ENDEAVOR: Carfilzomib Increases Overall Survival Over Bortezomib in Patients With Relapsed/Refractory Multiple Myeloma

Previous results from the phase III ENDEAVOR study showed that treatment with the proteasome inhibitor carfilzomib plus dexamethasone extended progression-free survival (PFS) in patients with relapsed/refractory multiple myeloma (MM), compared with bortezomib plus dexamethasone (18.7 months vs. 9.4 months; hazard ratio [HR] = 0.53; 95% CI 0.44-0.65; p<0.0001). According to the results of a second interim analysis published in Lancet Oncology, treatment with the carfilzomib combination also improved overall survival (OS), compared with the bortezomib combination in this patient population.

“On the basis of these results, carfilzomib combined with dexamethasone should be considered a standard of care for patients with relapsed or refractory MM,” reported the authors, led by Meletios A. Dimopoulos, MD, from the National and Kapodistrian University of Athens School of Medicine in Greece.
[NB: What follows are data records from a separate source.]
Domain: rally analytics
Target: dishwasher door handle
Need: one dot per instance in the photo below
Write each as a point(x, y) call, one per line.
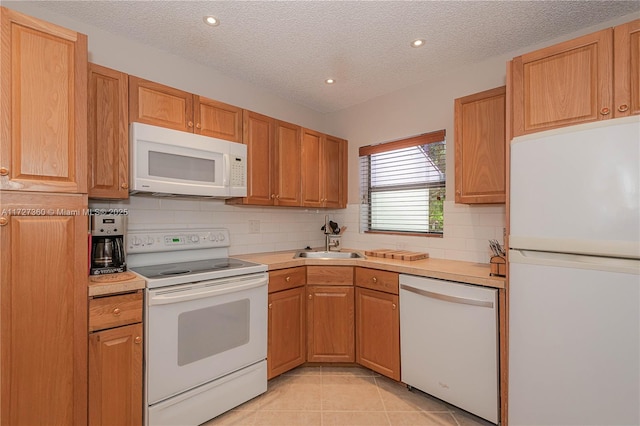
point(447, 298)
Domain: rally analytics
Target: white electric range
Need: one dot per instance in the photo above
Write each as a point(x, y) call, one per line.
point(205, 324)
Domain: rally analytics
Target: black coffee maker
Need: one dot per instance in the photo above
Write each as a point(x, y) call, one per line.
point(107, 244)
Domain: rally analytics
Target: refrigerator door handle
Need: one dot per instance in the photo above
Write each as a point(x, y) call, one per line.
point(447, 298)
point(568, 260)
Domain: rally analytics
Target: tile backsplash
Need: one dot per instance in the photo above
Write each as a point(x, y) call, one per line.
point(467, 229)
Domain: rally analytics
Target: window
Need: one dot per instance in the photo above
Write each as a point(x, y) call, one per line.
point(402, 185)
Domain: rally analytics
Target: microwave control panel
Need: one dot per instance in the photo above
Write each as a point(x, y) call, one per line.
point(238, 171)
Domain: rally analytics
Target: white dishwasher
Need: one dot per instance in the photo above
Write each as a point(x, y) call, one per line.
point(449, 342)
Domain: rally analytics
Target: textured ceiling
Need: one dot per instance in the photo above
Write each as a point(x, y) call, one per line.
point(291, 47)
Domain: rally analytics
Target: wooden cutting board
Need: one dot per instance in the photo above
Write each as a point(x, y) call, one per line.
point(397, 254)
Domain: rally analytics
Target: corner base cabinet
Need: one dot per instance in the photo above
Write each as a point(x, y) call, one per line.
point(330, 314)
point(378, 321)
point(115, 360)
point(286, 347)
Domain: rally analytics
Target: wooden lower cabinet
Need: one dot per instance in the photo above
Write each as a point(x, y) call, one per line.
point(330, 324)
point(378, 332)
point(43, 310)
point(286, 331)
point(115, 376)
point(115, 360)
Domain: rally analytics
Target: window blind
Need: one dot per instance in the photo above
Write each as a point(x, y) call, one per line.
point(402, 185)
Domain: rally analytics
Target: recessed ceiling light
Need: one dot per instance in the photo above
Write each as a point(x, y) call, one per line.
point(211, 20)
The open-label, randomized, controlled, head-to-head comparison of carfilzomib and bortezomib included 929 adult patients enrolled between June 2012 and June 2014 from 198 hospital or outpatient oncology centers in 27 countries. Eligible patients had received one to three prior lines of therapy and had achieved at least partial response to at least one line of therapy.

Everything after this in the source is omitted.